Jandarma birçok ülkede kaldırıldı, tüm kolluk hizmetleri polise verildi. Kaldırılmadığı ülkelerde ise ‘kır polisi’ olarak yapıyor. Bizde ise jandarmanın 3 farklı görevi var: 1) Kırsal alan polisi, 2) Askeri görevler, 3) Adli görevler. Aslında bu görevler birbiriyle çelişiyor ve aynı kurumda birleşmesi zor görevler. Özellikle askeri görevlerin sınırları iyi çizilmiş değil. Kâğıt üzerinde İçişleri Bakanlığı’na bağlı olan jandarma fiiliyatta Genelkurmay’a bağlı olarak çalışıyor.
Jandarma, Ordu içinde de kendisini geliştirebilecek yetki ve imkânlara sahip değil.

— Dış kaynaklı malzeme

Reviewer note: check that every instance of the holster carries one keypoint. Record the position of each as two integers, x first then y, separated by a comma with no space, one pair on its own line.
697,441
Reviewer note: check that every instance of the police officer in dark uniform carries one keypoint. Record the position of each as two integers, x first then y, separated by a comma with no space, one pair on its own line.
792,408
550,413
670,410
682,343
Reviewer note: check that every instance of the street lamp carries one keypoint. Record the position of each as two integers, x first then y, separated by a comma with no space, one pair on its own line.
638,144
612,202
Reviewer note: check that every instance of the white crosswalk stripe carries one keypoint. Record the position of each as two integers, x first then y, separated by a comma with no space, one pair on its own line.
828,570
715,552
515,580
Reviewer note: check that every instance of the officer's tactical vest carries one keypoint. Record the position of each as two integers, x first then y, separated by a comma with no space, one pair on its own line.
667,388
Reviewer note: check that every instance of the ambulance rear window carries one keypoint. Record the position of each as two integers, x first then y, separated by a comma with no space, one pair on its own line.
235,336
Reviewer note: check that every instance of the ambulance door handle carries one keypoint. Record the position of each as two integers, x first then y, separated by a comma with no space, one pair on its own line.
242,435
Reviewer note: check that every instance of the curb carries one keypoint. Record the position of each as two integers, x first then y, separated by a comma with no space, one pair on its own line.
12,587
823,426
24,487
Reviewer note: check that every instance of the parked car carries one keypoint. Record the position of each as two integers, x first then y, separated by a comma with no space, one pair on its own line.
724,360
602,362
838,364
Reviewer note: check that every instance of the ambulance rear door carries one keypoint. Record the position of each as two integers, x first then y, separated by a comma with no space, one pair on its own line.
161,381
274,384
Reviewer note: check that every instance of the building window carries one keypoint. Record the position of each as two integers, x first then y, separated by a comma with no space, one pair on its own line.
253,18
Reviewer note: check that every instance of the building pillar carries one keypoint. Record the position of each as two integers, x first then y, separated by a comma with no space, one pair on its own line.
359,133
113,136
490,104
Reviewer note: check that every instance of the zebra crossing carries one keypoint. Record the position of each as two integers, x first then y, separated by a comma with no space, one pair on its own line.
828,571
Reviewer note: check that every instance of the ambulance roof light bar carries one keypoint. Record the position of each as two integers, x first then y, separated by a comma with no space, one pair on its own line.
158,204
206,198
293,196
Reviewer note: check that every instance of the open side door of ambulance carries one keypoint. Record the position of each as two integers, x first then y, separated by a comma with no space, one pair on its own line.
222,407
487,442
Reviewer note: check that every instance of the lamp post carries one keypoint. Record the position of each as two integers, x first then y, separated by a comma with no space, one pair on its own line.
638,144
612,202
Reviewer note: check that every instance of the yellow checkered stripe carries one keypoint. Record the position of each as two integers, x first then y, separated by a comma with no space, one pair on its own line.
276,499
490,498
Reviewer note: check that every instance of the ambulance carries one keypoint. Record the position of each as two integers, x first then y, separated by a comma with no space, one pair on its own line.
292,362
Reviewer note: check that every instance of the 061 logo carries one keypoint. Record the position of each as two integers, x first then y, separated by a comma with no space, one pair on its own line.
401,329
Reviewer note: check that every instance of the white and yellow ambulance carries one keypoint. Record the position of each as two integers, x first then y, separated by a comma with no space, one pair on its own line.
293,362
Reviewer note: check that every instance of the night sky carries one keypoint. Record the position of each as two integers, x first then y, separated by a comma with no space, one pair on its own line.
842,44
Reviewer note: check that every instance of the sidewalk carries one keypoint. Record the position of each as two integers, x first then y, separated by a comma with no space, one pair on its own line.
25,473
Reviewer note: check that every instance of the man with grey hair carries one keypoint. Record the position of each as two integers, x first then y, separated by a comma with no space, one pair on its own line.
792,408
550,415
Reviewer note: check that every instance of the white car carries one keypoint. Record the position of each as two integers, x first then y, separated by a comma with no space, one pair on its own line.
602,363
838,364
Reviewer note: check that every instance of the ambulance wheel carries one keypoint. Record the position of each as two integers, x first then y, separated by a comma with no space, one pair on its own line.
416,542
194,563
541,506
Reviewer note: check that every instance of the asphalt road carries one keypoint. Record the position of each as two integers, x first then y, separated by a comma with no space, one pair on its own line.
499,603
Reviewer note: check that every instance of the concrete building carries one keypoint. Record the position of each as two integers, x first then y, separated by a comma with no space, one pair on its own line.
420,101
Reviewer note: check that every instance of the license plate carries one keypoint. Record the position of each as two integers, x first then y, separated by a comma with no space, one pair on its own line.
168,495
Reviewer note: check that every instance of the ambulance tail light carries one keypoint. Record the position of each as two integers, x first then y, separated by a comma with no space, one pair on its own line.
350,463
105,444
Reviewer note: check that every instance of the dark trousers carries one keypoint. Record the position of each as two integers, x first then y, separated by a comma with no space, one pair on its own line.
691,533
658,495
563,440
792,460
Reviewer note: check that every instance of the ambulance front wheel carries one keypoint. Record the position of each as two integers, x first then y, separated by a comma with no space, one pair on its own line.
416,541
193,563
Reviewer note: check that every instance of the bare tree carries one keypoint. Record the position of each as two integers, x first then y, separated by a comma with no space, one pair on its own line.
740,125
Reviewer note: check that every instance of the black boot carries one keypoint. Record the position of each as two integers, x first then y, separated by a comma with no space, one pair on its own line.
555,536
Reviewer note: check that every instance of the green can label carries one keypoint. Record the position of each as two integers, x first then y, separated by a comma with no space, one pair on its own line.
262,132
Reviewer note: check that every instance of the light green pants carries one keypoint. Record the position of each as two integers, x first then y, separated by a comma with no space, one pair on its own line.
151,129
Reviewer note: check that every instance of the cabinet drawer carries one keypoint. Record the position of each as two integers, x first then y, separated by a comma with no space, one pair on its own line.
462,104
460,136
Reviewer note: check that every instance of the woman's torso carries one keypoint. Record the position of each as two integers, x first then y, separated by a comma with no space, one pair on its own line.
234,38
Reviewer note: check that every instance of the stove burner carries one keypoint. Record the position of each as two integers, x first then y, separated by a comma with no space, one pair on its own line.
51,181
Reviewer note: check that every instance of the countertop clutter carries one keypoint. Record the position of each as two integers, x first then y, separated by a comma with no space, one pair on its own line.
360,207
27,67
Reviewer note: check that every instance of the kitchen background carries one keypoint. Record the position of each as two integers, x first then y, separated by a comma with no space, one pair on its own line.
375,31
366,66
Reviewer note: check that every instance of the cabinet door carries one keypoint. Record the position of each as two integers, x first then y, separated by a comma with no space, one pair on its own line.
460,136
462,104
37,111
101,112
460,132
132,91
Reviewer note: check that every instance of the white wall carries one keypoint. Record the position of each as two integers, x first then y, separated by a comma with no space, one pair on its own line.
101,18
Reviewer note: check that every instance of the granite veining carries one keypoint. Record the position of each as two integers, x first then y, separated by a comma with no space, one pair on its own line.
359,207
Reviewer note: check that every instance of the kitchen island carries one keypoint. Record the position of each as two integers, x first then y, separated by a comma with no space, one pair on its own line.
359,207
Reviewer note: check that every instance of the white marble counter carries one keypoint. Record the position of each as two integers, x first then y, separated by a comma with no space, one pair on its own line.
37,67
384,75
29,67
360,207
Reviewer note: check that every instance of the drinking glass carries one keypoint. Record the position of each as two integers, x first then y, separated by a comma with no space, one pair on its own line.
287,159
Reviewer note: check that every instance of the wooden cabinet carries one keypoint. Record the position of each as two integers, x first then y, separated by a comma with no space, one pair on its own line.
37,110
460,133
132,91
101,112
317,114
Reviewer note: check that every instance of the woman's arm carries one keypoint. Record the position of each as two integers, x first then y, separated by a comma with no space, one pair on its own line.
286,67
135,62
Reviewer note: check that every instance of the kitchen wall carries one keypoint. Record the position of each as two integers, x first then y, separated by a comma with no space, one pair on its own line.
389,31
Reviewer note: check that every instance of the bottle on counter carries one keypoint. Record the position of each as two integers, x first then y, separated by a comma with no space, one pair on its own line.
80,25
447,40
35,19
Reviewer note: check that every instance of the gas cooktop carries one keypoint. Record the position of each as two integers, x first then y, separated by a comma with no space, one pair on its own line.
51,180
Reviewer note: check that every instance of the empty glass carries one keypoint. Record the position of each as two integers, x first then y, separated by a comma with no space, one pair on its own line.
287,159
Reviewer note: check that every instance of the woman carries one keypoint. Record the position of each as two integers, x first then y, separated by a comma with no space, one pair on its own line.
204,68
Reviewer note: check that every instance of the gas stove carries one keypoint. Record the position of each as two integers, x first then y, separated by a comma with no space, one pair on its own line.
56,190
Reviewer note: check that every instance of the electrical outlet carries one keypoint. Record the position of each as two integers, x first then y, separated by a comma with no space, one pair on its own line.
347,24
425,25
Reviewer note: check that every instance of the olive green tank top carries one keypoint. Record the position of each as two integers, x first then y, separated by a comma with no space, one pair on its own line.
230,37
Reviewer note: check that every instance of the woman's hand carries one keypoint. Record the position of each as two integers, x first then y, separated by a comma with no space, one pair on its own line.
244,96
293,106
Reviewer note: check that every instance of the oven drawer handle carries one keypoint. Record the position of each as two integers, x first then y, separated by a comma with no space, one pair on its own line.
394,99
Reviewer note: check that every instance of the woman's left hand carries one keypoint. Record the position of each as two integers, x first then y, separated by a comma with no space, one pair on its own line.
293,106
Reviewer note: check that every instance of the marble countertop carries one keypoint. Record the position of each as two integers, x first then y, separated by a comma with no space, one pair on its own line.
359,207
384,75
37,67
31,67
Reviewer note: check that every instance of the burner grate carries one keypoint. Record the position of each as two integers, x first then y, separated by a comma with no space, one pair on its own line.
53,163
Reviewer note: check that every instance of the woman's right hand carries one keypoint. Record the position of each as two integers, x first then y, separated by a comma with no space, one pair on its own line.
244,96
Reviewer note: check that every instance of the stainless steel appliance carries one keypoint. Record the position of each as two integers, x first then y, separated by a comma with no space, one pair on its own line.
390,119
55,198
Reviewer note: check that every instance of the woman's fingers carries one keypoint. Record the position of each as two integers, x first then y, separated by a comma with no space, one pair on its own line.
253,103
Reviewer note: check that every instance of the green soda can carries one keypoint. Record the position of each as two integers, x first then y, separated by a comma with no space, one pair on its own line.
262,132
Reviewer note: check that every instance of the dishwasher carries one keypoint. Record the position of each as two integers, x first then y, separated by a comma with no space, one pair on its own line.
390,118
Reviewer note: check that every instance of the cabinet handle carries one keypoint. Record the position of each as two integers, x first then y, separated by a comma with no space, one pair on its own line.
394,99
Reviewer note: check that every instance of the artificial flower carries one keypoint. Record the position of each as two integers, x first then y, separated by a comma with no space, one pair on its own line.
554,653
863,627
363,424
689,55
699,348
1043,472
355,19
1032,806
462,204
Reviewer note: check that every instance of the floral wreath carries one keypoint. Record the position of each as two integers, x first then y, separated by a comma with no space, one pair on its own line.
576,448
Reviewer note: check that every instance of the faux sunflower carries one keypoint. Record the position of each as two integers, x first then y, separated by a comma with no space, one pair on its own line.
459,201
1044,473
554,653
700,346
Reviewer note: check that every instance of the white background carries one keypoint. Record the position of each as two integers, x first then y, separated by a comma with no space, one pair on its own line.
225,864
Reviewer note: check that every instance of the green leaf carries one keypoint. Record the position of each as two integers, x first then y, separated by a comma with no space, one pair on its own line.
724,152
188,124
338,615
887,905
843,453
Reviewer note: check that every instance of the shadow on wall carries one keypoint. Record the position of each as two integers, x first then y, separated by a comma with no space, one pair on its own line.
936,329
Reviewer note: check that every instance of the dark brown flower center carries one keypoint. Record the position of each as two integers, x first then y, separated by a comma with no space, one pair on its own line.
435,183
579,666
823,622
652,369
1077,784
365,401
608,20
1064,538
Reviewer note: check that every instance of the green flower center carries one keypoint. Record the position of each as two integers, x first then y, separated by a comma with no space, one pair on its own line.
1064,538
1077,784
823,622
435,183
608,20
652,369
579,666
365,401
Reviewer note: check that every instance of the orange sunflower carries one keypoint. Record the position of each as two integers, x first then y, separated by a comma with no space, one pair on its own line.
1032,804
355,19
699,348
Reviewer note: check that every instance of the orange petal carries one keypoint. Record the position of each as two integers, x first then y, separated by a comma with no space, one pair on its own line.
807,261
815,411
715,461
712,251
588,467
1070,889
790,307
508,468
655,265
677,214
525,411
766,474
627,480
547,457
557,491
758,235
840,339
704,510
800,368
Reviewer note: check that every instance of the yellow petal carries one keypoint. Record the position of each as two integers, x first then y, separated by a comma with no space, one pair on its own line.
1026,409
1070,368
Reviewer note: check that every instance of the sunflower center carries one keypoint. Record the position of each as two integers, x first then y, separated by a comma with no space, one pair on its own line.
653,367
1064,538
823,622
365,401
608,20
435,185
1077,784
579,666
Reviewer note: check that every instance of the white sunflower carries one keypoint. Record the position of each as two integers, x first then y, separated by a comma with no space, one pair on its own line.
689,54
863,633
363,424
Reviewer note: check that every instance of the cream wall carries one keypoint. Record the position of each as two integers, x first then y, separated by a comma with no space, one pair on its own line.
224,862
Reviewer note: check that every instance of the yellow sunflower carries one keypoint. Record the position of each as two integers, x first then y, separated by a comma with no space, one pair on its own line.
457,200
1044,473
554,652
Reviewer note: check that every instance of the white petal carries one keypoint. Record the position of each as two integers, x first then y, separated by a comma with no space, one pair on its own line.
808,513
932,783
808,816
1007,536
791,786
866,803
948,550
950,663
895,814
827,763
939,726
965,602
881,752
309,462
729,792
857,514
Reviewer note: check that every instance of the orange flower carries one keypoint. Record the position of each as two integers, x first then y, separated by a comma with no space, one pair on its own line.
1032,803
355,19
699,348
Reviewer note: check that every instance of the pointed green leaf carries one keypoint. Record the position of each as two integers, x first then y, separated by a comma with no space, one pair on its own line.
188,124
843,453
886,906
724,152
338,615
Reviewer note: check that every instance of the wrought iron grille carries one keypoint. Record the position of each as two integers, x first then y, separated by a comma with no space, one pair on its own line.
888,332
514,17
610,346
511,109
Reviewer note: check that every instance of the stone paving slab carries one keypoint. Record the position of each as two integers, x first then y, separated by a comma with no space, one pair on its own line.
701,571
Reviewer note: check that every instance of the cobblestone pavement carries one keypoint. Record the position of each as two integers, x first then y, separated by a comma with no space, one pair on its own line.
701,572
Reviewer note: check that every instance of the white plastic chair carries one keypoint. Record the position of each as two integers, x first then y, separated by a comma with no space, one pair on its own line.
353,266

Örneğin bir Harp Okulu dahi yok. Bu nedenle Jandarma sınıfındaki subayların kuvvet komutanı olması mümkün değil. Bu anlamda Jandarma bugüne kadar hep geride kaldı, belki de kendisini ikinci sınıf hissetti. Görev tanımındaki karışıklık da jandarma personelini mutsuz etti. Anlayacağınız jandarmanın kendisi de mevcut durumdan memnun değil.
Oysa jandarma, özellikle kırsal alanda bu kadar suçun ve şiddetin yaşandığı bir ülkede güvenliğin temini için olağanüstü önemde bir kuruluş olmalıydı. Nitekim son dönemde üzerindeki baskılar azalıp, gerçek gündemine dönmeye başladıkça jandarma da ülke güvenliğine gerçek katkılarını sunmaya başlıyor. Son aylarda özellikle Jandarma Özel Harekât terörle mücadelede harikalar yaratıyor. Başka bir deyişle ‘jandarma reformu’ sadece darbeleri engelleyen güçlü bir önlem olmayacak, aynı zamanda iç güvenliğin temininde jandarmayı daha da güçlendirecek.
Bu bağlamda ‘jandarma reformu’ mutlaka jandarmanın İçişleri Bakanlığı’na fiili olarak da bağlanmasını içermelidir. İkinci olarak jandarma zorunlu askerliğini yapan acemilerle kolluk görevini yapmaktan artık vazgeçmeli, tüm kademelerinde profesyonelleri çalıştırmalıdır. Ayrıca jandarmanın askeri rolü de artık ortadan kalkmalıdır.